4 Lessons From the Making of a Toy Commercial
Four serious lessons from a not-so-serious commercial.
A plastic car is decorated as a shark, but not for long. It's hurdling toward another plastic car, this one with a clown's skull bobbling on top. In a moment, they will collide, shedding their identities. Each revert to a blank canvas, reborn as sheer possibility.
Can this moment shed some light on the nature of life itself?
After much meditation, it turns out the answer is "no." But crashing toy cars can teach you a few lessons that very relevant to production, or really any creative endeavor. Here are four important lessons you can take away from our experience making a toy commercial about wrecking toy cars.
Lesson 1: Sometimes the Story Calls for Simplicity
The idea for this spot is extremely simple: take two toy cars and smash them into each other, over and over again. There are practical reasons to keep things simple, like having a tight deadline. But sometimes, the simplest idea is the best idea for the creative brief.
Here's the description of the Wreck Royale toy, from their website.
"Wreck Royale cars are new crashing, exploding vehicles with mix 'n match parts that kids will totally flip for! When Wreck Royale cars crash, their spring-loaded bumpers make them flip and their attached parts explode in all different directions."
Wreck Royale promises that if you crash them into each other, they will "explode" in exciting ways. It's a premise that works so well visually, so naturally we wanted to pack in as many crashes as possible. With only :30 seconds, why waste any time on something that would be less visually engaging than a car with bullhorns exploding in slow motion?
Lesson 2: Simplicity Can Demand Complexity
If you've ever watched Top Chef, you are familiar with the risk a contestant takes when they present the judges with an entree comprising of four ingredients. Their skills as a chef are exposed, as those four ingredients must be prepared impeccably in order to impress Tom Colicchio. While their dish is simple in description, a tremendous number of techniques must be employed to make sure they survive another week on the competition.
The lesson: Sometimes simple ideas call for complex execution. That was the case with the Wreck Royale spot. Just as the Wreck Royale toys feature mix and match parts that explode off the toys, we had to mix and match several different production techniques to capture the car crash carnage.
- Live Action: Most of the spot was shot in 5K at 24 fps on a RED camera. The product worked amazingly well, so it looked cinematic as the pieces flew everywhere. All of this was captured practically, in camera.
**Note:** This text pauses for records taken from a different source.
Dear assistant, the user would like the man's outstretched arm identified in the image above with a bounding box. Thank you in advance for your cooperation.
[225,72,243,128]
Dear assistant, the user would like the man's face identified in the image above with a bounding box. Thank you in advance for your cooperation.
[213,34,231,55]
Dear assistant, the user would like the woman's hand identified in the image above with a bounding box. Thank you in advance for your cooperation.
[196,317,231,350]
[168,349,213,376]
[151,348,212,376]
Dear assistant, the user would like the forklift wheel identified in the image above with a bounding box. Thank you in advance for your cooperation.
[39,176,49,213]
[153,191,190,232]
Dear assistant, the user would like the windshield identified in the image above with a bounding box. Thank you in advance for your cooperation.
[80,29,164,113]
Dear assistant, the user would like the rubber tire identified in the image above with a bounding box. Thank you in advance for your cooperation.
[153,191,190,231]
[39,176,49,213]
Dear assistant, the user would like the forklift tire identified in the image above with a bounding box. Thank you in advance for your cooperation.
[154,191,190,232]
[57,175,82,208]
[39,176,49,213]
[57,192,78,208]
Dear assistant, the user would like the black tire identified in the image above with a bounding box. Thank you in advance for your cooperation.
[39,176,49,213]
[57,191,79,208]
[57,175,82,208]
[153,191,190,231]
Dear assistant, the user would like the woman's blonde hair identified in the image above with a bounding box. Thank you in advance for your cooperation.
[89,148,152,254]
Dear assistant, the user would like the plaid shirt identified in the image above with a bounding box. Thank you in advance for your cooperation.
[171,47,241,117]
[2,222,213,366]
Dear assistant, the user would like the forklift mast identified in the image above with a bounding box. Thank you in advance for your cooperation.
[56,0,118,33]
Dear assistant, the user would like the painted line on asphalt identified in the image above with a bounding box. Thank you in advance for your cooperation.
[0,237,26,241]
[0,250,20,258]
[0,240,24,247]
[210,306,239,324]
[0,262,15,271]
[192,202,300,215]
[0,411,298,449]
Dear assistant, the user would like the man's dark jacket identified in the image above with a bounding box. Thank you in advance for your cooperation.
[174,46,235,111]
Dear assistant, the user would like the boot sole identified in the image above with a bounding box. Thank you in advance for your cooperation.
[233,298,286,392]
- Slow Motion: The Wreck Royale team loves slow motion (who doesn’t?), so we shot the crashes at 2K, 240fps on the RED. That frame rate allows us to play back the footage up to ten times slower, giving us that slo-mo car crash goodness.
- Stop Motion: The vehicle assembly was captured through stop motion to give it a rapid feel, and to save more time in the spot for the crashes.
- CGI: The robot arms were all added in post, and the cars were actually lifted by green wire practically on set. The spins were done on a turntable, and then roto’d into the scene.
Lesson 3: Time is Finite, So Make The Most of It
We traveled from Atlanta and had a single day in Los Angeles to shoot two spots for Cartoon Network. This meant we only had a half day to shoot the Wreeecks commercial. When time is that limited, you need to have a detailed plan to make sure you hit the ground running.
Before the shoot, our artists created storyboards that sketch out each shot in the entire commercial. From those storyboards, we can make a detailed shot list for every scene. The shot list includes details like camera angle, lens type, and frame rate. By making these choices ahead of time, we are able to plan out a shooting schedule that maximizes efficiency.
When it comes to any type of production, the best plan is to have a detailed plan.
Lesson 4: Know Your Strengths, and Rely on the Strengths of Others
Our experience with the RED camera system, shooting toy commercials, and inserting animation and graphics into a live action spot gave us the confidence to know what frame rates to use, how to best light the scene, and how many takes we needed to make sure the cars were crashing just right. We are experts when it comes to production.
However, we are not the experts when it comes to Wreck Royale. One challenge was that we wanted to show off as many combinations as possible in the spot, as that is a key factor to Wreck Royale's story. We made sure to get as familiar with the product as possible in the two weeks between being awarded the job and the half-day shoot, but there's no way we could know as much as the brand specialists who were on set with us that day. They are living and breathing their product every single day, making them an invaluable asset to have on set.
We relied heavily on their knowledge to make sure the spot fully illustrated the playful combinations. Not only did it allow us to focus on what we do best, but it made the spot better and more authentic to their brand.